George Emmerson

Personal information
- Full name: George Arthur Heads Emmerson
- Date of birth: 15 May 1906
- Place of birth: Bishop Auckland, England
- Date of death: 6 December 1966 (aged 60)
- Place of death: Melton Mowbray, Leicestershire
- Height: 5 ft 8 in (1.73 m)
- Position: Winger

Senior career*
- Years: Team / Apps / (Gls)
- 0000–1928: Jarrow
- 1928–1930: Middlesbrough
- 1930–1933: Cardiff City / 120 / (16)
- 1933–1935: Queens Park Rangers / 60 / (16)
- 1935–1936: Rochdale
- 1936–1937: Tunbridge Wells Rangers
- 1937–1938: Gillingham / 10 / (0)

= George Emmerson =

English footballer (1906–1966)

George Arthur Heads Emmerson (15 May 1906 – 6 December 1966) was an English professional footballer.

==Career==

While playing for local side Jarrow, Emmerson was spotted by Middlesbrough and was offered the chance to play league football with the club in 1928. He spent two years at the club, making eight appearances including scoring a hat-trick in his second appearance, a 3–0 victory over Millwall.

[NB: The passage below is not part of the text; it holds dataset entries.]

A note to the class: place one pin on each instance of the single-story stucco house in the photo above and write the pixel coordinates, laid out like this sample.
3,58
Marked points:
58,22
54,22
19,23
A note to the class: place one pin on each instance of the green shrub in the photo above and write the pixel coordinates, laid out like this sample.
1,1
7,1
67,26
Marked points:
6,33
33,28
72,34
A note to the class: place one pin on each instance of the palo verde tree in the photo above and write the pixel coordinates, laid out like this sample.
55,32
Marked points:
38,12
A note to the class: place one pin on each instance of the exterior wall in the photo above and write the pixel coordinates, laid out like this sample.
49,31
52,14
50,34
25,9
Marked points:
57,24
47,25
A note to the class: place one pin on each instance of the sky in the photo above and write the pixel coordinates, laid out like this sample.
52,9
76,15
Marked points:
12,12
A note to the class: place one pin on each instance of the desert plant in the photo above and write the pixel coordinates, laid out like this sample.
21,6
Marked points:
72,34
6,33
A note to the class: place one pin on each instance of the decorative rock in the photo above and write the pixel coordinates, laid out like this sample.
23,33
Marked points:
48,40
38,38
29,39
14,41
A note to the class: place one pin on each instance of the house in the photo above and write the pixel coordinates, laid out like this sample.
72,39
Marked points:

He moved to Cardiff City in 1930. A regular in the side during his three years at Ninian Park, including being ever-present during the 1931–32 season. In 1933 he was involved in a swap deal with Ted Marcroft which saw him join Queens Park Rangers. He later finished his career after spells at Rochdale, Tunbridge Wells Rangers and Gillingham. After his retirement he returned to his job as a plumber, a trade he was working in before becoming a footballer.